Syrine Chaalala a travaillé dans l’humanitaire avant de se consacrer à la santé animale et la sécurité alimentaire au sein de la Food and Agriculture Organization, l’organisation des Nations unies pour l’alimentation et l’agriculture. En 2013, elle est envoyée par cette instance à Madagascar car l’île subit une invasion dévastatrice: des criquets migrateurs ruinent les cultures d’une population déjà démunie. Alors qu’elle gère le programme de lutte antiacridienne (anti criquets) des Nations unies, Syrine fait venir son mari Mohamed Gastli, ancien ingénieur chimiste, diplômé de l’université de Toulouse. Tous deux assistent, dépités, à une éradication de criquets "à coup de biopesticides", se rappelle Mohamed. "Il y avait d’un côté des montagnes de criquets gaspillés et de l’autre une population touchée par la faim." Alors que les Malgaches perçoivent les criquets uniquement comme une menace, des experts de la FAO étudient la question de leur consommation par l’homme.
Les chercheurs de l’Onu sont en quête de solutions nouvelles comme ils le soulignent dans le rapport qu’ils publient quelques semaines après la crise malgache. "D’ici 2030, plus de 9 milliards de personnes devront être nourries, écrivent-ils, tout comme les milliards d’animaux élevés chaque année pour l’alimentation, les loisirs et comme animaux de compagnie.
En outre, des facteurs externes tels que la pollution des sols et de l’eau dus à la production animale intensive et le surpâturage conduisant à la dégradation des forêts, contribuent au changement climatique et à d’autres effets néfastes sur l’environnement." Ils estiment que "le recours aux insectes, en tant qu’aliment pour l’aquaculture et l’élevage de volailles, se généralisera probablement au cours de la prochaine décennie." Selon ces experts de la FAO, l’insecte serait une des sources de protéines les plus prometteuses.
Leur rapport, intitulé Contribution des insectes à la sécurité alimentaire, aux moyens de subsistance et à l’environnement connaît un succès inédit. Il sera téléchargé 7 millions de fois sur Internet et n’échappera pas à Mohamed ni à Syrine qui décident de se lancer dans cette culture avant-gardiste dès 2014.

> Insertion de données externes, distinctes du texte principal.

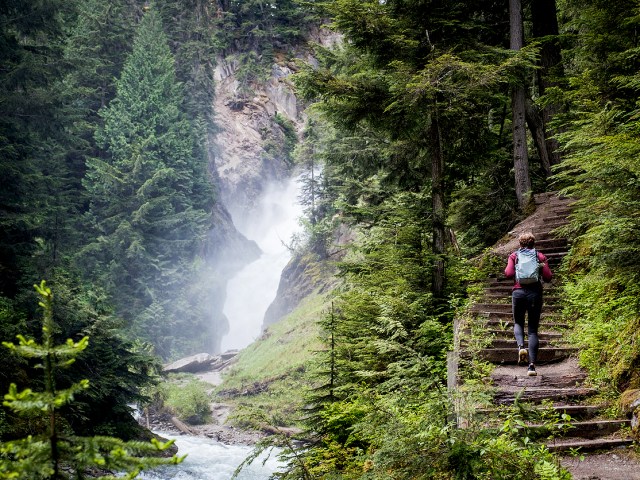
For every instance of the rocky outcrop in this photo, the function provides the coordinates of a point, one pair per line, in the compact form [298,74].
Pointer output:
[247,156]
[200,362]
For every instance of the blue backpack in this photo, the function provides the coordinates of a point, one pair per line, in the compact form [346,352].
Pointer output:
[527,266]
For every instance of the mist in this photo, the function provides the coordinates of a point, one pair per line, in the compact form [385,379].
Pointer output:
[250,292]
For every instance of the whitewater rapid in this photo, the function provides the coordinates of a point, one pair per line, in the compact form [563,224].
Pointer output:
[210,460]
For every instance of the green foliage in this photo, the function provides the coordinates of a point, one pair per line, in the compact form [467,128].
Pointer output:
[150,197]
[189,399]
[54,453]
[252,35]
[601,172]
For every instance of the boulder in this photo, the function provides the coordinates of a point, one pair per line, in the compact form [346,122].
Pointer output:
[192,364]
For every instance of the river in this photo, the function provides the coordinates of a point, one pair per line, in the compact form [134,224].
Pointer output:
[211,460]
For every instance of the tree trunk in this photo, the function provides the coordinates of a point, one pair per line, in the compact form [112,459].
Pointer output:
[437,203]
[536,127]
[545,26]
[520,158]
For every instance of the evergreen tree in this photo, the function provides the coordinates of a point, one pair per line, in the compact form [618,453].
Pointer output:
[34,199]
[55,454]
[410,72]
[150,193]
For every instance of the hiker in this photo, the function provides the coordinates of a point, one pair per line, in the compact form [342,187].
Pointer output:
[528,267]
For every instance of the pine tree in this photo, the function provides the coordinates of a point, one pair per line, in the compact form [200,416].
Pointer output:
[150,192]
[56,454]
[407,76]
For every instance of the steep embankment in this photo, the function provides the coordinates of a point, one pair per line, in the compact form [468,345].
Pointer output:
[560,380]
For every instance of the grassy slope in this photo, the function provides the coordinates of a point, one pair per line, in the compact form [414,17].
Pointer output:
[269,374]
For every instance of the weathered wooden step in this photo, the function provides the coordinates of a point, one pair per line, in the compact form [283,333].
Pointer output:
[508,356]
[544,245]
[507,323]
[540,380]
[548,288]
[586,445]
[505,316]
[511,343]
[579,411]
[590,428]
[556,255]
[547,251]
[548,299]
[506,307]
[507,394]
[548,197]
[498,333]
[555,216]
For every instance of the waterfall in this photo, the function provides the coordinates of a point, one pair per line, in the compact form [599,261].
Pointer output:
[250,292]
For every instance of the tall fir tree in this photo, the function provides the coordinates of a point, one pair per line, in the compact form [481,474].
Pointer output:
[150,193]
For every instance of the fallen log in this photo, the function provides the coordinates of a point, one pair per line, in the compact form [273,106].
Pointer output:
[183,427]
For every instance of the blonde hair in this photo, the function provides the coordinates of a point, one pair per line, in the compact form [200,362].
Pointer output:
[527,240]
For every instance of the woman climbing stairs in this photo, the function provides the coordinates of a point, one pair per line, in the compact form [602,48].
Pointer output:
[560,380]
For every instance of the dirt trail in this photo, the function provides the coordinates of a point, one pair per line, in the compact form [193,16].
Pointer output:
[603,442]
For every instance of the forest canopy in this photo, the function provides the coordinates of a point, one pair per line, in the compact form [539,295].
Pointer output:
[428,126]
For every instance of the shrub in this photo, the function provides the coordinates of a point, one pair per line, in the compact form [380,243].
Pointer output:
[188,399]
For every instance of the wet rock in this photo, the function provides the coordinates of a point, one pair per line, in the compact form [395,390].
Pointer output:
[195,363]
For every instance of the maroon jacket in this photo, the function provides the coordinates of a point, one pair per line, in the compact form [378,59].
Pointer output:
[510,271]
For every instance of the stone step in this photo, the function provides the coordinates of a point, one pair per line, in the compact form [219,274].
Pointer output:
[587,445]
[506,395]
[508,356]
[590,429]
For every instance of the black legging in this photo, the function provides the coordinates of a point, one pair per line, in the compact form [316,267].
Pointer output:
[529,301]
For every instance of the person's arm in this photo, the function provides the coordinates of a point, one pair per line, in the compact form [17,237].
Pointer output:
[510,271]
[546,271]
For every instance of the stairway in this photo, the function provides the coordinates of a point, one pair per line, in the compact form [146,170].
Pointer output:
[560,380]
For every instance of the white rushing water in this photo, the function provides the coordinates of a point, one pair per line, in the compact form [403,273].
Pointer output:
[252,290]
[211,460]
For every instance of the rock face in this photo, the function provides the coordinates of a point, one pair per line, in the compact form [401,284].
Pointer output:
[245,160]
[200,362]
[305,274]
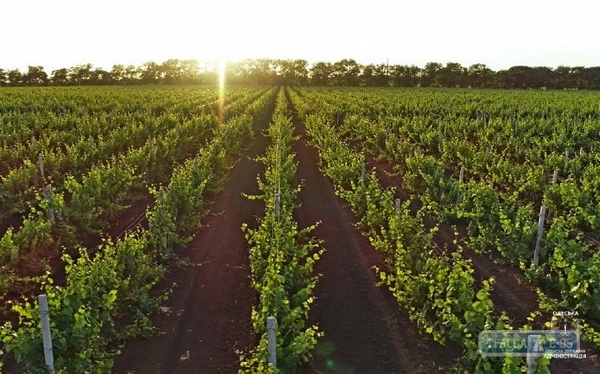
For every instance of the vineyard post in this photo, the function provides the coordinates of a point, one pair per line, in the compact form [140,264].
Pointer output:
[46,335]
[164,237]
[272,340]
[461,178]
[533,344]
[536,258]
[48,193]
[41,161]
[362,173]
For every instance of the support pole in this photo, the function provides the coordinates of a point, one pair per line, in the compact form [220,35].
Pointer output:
[277,205]
[533,349]
[41,162]
[48,193]
[362,173]
[272,337]
[538,242]
[46,335]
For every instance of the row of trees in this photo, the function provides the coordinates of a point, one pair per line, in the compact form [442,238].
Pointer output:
[346,72]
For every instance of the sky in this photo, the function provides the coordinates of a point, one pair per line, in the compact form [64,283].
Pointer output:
[500,34]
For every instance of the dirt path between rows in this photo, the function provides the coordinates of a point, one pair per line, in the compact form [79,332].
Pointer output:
[511,293]
[207,318]
[366,331]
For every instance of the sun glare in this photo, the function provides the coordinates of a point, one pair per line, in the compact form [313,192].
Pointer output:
[221,68]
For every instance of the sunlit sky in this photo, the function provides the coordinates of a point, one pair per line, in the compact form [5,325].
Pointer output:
[499,33]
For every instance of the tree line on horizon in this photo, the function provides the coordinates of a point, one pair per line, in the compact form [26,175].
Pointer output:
[346,72]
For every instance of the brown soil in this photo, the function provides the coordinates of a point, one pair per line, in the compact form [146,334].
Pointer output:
[207,317]
[366,331]
[512,292]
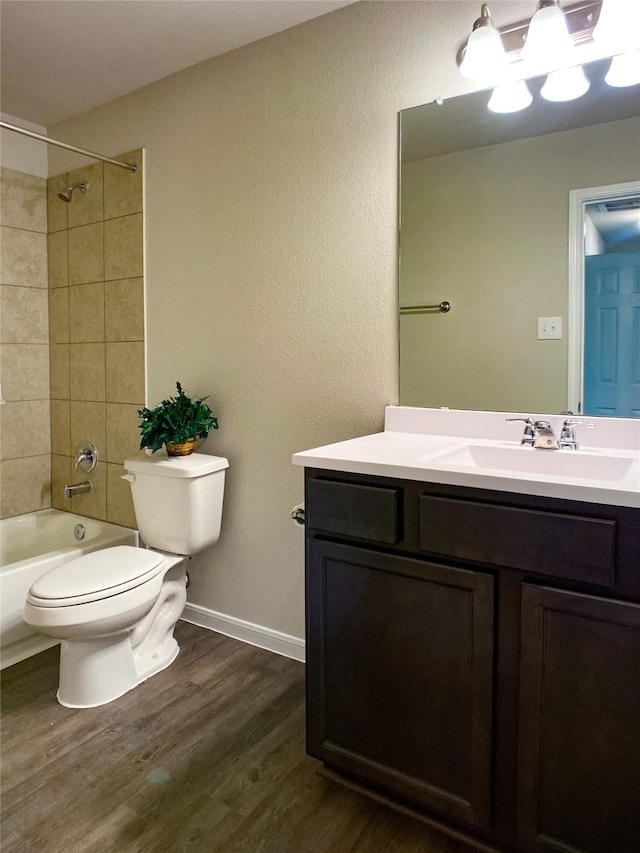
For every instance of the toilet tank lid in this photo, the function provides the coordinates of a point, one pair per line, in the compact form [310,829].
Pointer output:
[195,465]
[96,572]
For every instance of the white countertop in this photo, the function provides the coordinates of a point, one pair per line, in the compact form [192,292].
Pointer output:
[417,444]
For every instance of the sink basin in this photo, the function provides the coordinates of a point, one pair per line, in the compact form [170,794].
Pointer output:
[528,460]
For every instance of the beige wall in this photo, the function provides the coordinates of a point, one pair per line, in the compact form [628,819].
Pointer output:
[487,229]
[25,466]
[96,307]
[270,216]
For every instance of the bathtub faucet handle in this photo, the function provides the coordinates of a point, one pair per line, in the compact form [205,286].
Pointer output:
[86,457]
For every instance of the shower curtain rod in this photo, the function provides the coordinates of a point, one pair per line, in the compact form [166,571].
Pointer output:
[132,167]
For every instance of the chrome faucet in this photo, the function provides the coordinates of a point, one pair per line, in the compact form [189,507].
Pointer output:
[537,434]
[545,438]
[540,433]
[568,435]
[529,434]
[77,489]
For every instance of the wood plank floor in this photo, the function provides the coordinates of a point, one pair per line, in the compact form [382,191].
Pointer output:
[206,756]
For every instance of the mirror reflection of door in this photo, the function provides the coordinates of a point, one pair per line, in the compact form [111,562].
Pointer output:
[611,384]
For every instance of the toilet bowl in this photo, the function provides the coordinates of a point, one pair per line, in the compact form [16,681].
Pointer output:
[115,610]
[104,607]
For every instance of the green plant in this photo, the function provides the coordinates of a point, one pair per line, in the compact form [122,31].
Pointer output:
[175,420]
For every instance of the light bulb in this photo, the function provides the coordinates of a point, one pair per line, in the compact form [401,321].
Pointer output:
[548,43]
[565,84]
[624,70]
[510,97]
[484,57]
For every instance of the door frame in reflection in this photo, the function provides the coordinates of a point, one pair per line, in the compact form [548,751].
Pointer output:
[578,200]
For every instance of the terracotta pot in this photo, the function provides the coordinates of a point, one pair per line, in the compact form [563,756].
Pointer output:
[183,449]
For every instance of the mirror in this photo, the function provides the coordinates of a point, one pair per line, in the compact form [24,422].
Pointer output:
[484,225]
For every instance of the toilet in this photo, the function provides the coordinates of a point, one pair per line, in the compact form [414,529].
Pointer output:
[114,610]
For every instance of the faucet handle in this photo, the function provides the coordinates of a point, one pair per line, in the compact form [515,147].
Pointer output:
[568,436]
[529,434]
[86,457]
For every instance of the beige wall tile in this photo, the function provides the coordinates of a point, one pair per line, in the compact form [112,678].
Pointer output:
[86,313]
[88,423]
[119,501]
[122,188]
[86,207]
[23,201]
[25,429]
[124,310]
[86,254]
[24,313]
[26,485]
[60,476]
[125,373]
[23,258]
[58,259]
[60,371]
[123,431]
[59,315]
[24,371]
[60,427]
[123,255]
[87,372]
[94,504]
[56,209]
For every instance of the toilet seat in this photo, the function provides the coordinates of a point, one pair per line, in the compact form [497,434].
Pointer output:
[96,576]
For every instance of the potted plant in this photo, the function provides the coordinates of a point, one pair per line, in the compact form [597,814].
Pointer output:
[177,423]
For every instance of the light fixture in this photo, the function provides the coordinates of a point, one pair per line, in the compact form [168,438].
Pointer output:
[618,29]
[510,97]
[484,57]
[566,84]
[624,70]
[548,43]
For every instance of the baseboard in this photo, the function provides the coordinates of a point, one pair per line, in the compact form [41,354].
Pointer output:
[256,635]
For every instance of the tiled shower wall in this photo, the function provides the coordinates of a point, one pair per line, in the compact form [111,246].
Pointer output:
[25,461]
[96,309]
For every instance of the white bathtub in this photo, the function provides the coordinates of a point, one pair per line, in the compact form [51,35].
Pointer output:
[30,545]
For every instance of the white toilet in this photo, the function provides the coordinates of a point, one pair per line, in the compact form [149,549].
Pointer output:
[115,610]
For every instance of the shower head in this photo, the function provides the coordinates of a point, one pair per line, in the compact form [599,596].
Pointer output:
[66,194]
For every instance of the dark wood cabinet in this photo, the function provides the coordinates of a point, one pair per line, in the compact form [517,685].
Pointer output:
[579,772]
[402,656]
[475,656]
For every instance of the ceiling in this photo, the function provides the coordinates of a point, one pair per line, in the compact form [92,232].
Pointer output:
[60,58]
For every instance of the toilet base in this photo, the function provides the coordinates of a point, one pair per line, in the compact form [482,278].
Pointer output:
[95,671]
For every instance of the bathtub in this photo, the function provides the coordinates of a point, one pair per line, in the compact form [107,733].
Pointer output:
[30,545]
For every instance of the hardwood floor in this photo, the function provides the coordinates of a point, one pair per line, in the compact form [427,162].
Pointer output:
[206,756]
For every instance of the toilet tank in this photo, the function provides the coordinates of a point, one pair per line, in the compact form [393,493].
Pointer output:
[177,499]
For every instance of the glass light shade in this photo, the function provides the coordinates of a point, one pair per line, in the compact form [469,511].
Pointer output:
[565,85]
[624,70]
[548,43]
[510,97]
[618,26]
[484,58]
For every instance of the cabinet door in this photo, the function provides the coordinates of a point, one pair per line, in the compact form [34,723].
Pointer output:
[399,676]
[579,772]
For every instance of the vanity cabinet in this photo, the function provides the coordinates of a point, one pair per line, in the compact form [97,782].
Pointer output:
[474,656]
[579,773]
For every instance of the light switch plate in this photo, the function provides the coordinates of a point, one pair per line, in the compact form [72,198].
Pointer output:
[549,328]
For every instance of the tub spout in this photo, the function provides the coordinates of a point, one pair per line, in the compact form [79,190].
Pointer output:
[77,489]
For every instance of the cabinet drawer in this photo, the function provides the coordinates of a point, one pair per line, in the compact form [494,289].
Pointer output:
[565,546]
[350,509]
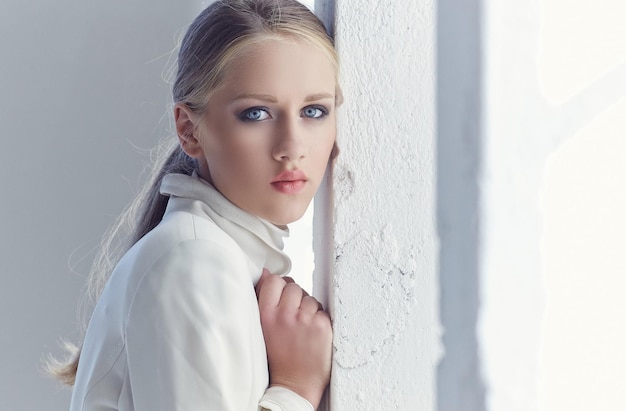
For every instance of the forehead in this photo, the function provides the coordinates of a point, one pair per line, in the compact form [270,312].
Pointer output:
[278,65]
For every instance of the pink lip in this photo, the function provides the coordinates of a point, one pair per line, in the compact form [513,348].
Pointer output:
[289,182]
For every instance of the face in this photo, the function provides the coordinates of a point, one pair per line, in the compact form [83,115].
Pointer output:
[266,137]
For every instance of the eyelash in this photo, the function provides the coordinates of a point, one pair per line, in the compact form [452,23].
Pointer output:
[243,116]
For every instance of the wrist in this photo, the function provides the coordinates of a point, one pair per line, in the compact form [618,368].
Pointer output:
[309,392]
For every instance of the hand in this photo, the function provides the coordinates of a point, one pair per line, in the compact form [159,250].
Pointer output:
[298,337]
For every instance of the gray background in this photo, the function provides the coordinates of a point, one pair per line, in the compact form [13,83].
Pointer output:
[81,100]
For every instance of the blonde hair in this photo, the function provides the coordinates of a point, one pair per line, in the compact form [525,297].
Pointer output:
[214,39]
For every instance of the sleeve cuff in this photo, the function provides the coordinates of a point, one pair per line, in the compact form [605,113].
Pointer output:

"Le criquet prend beaucoup de place et a un cycle de reproduction trop long, explique Syrine. Il faut deux à trois mois au minimum ce qui implique des dépenses énergétiques et un espace de production importants. Et puis, ça saute, ça fait du bruit, ce n’est pas très pratique. De plus, il y a de sérieux concurrents asiatiques qui font cela depuis des décennies." Après des recherches et des analyses, leur choix se porte sur la mouche soldat noire, un insecte qui ne transmettrait aucune maladie à l’homme. L’explication est simple. Syrine détaille: "A l’état adulte la mouche soldat ne possède pas de partie buccale. Elle ne fait que s’hydrater et se reproduire." Pas de nourriture, donc pas de microbes.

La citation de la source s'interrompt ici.